FDA vaccine advisers recommend Covid-19 boosters in people 65 and older and those at high risk… The group of 20 scientific advisers recommended against approving extra doses for people ages 16 and older in the U.S. but might consider a narrower recommendation. The Biden administration had hoped to offer widespread boosters as early as next week, as experts continue to weigh data on waning immunity. “It’s unclear that everyone needs to be boosted, other than a subset of the population that clearly would be at high risk for serious disease,” said Dr. Michael Kurilla, a committee member and official at the National Institutes of Health. Also of note, Pfizer said today its Covid-19 vaccine works for children ages 5 to 11 and that it will seek U.S. authorization for this age group soon — a key step toward beginning vaccinations for youngsters.

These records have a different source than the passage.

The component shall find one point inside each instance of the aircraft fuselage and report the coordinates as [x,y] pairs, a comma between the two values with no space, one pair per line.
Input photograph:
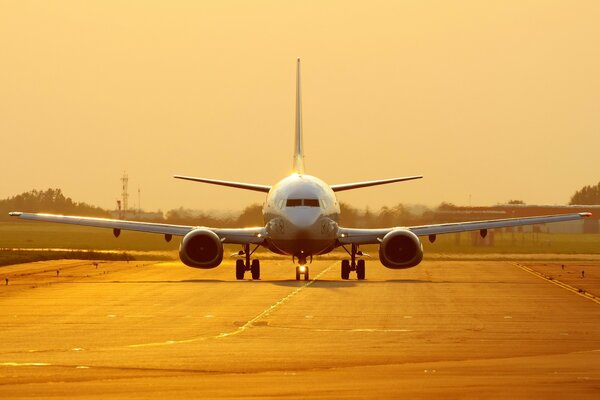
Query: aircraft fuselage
[301,215]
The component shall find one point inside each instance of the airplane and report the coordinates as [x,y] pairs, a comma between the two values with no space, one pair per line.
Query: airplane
[301,214]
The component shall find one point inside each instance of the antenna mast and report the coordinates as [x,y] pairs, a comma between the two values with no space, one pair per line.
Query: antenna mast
[124,194]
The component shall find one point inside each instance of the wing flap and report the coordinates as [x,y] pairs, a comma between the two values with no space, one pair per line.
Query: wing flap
[238,185]
[227,235]
[373,236]
[357,185]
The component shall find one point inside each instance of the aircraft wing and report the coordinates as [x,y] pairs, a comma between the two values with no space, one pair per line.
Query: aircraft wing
[227,235]
[374,236]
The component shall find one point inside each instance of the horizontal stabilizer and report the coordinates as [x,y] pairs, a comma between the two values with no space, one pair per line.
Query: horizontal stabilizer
[356,185]
[239,185]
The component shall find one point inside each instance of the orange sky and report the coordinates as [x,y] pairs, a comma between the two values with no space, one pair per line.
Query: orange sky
[488,100]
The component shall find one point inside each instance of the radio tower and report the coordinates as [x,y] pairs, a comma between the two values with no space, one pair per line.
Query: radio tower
[124,194]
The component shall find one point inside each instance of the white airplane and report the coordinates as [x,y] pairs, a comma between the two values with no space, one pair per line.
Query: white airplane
[301,214]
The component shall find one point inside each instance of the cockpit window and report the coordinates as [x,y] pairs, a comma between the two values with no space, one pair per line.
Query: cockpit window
[311,202]
[294,203]
[302,202]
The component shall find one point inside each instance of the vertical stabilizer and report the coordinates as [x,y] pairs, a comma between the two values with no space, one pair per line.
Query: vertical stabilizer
[298,145]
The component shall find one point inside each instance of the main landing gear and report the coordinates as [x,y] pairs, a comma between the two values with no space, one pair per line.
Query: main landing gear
[353,264]
[241,266]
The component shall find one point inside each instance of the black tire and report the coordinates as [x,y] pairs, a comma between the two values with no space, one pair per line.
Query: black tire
[360,269]
[255,269]
[345,269]
[240,269]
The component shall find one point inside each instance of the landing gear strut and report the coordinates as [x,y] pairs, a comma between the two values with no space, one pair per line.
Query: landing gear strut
[302,270]
[353,264]
[241,266]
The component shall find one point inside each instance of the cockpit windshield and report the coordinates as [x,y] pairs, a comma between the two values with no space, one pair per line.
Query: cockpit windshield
[302,202]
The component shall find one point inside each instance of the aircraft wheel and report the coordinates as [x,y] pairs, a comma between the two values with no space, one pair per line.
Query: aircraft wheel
[255,269]
[360,269]
[240,268]
[345,269]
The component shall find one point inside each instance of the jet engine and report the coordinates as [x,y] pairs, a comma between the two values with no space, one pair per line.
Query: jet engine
[201,248]
[400,249]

U.S. military said it mistakenly killed 10 Afghan civilians, including seven children… The Pentagon previously said an Aug. 29 drone strike in Kabul last month was justified and that Islamic militants had been stopped. On Friday, officials said an analysis had concluded the airstrike failed to hit its target: a car thought to be carrying explosives for an attack planned at the city’s airport. Republican critics argued that the deaths are a symptom of President Joe Biden’s turbulent withdrawal of troops from the country, which led to the rapid fall of the Afghan government and the swift rise of the Taliban. Afghanistan’s economic meltdown has left ordinary citizens scrambling to survive. How to deal with this crisis poses a pressing dilemma for the international community. Also of note, female government workers in Kabul shouldn’t work unless no men are available to do their jobs, the city’s new Taliban mayor said.

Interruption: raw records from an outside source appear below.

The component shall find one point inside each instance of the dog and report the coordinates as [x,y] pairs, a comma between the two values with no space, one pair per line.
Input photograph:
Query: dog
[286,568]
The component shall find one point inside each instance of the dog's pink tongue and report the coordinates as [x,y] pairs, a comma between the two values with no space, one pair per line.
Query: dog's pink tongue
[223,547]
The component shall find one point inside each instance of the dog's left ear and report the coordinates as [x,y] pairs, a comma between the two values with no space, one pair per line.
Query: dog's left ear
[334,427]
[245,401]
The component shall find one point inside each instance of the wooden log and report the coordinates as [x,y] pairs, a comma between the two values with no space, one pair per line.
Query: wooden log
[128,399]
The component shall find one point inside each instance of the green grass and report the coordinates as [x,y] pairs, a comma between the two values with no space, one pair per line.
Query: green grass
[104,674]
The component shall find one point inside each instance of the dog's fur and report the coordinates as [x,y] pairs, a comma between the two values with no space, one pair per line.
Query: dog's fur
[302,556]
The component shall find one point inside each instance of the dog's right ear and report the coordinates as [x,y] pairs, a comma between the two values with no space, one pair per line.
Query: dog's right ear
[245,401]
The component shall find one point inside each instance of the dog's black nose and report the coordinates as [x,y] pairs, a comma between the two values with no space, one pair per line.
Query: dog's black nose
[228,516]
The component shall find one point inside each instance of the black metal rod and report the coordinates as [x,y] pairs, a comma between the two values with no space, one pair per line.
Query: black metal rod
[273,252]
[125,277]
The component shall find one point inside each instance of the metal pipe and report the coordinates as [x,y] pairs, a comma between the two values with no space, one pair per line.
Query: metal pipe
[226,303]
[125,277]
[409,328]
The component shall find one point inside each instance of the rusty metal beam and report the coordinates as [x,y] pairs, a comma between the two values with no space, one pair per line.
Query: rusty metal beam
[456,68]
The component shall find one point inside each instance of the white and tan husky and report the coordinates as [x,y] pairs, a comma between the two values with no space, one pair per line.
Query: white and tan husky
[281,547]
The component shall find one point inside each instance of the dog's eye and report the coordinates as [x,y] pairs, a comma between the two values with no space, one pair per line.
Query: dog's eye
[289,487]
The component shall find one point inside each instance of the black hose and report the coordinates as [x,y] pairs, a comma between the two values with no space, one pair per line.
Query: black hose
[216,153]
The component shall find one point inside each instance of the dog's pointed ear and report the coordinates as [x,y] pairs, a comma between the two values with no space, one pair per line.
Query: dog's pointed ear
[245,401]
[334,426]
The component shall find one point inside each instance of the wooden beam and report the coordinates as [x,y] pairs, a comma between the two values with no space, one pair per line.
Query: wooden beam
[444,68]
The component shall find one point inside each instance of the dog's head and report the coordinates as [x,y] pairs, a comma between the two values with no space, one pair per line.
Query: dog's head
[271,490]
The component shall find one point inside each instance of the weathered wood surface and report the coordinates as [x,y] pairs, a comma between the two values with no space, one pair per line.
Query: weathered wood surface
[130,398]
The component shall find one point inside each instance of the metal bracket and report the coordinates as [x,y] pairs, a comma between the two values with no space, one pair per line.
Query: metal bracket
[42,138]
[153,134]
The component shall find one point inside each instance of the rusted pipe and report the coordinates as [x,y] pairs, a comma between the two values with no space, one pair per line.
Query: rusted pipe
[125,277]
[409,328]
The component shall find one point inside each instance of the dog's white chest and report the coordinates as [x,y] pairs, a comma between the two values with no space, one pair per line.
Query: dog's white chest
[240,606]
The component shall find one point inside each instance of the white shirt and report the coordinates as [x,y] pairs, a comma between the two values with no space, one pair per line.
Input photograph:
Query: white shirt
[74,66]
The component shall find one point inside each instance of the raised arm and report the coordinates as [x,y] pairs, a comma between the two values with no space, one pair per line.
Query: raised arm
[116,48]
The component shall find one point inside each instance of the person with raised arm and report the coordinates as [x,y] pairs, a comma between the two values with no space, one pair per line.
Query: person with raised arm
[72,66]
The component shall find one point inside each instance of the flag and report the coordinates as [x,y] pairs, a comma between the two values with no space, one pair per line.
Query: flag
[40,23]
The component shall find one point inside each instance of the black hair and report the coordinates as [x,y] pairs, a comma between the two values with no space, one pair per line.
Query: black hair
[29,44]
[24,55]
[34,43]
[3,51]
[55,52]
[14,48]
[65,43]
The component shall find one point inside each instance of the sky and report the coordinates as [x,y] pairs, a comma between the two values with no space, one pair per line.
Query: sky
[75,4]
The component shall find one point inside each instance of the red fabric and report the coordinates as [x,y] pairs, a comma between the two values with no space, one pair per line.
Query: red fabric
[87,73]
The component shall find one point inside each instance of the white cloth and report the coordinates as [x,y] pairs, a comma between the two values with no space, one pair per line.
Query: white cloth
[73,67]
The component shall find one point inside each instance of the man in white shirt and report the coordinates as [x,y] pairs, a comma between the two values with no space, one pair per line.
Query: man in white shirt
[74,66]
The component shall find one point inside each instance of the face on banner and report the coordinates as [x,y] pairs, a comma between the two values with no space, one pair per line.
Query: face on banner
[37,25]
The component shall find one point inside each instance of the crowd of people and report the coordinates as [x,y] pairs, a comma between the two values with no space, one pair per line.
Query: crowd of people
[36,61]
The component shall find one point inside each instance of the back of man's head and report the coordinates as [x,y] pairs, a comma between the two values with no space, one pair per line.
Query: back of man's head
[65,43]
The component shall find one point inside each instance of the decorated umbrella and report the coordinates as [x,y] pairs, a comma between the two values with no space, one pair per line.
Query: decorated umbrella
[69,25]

Boxed beef values extend their retreat to three weeks… Boxed beef prices extended their decline on Friday, with choice dropping $3.53 and Select falling 52 cents. Movement was strong, however, at 155 loads. Choice beef has now fallen for 15 straight days. Futures are unlikely to find sustained buying until the product market hits a low. The situation has also given packers little reason to bid up for animals. Last week’s cash action was generally steady with the lower end of cash trade the week prior. USDA will release its monthly Cattle on Feed Report Friday afternoon.
Pork cutout value turned back down Friday… After three straight days of gains last week, the pork cutout value dipped 56 cents on Friday, with strong gains in hams failing to offset losses for most other cuts. Cash hog bids continue to slide, with prices slipping a national average of 16 cents on Friday. Traders continue to watch for a seasonal turnaround for both markets. As the week progresses, traders are likely to work on evening positions ahead of USDA’s Quarterly Hogs & Pigs Report that will be released Friday. The market expects USDA to trim the size of the U.S. hog herd.
Overnight demand news… Pakistan tendered to buy 500,000 MT of wheat. Algeria’s state grains agency issued an international tender to buy 50,000 MT of durum wheat. Jordan tendered to buy 120,000 MT of animal feed barley. Egypt’s state grains buyer said it is seeking to buy 30,000 MT of soyoil and 10,000 MT of sunflower oil.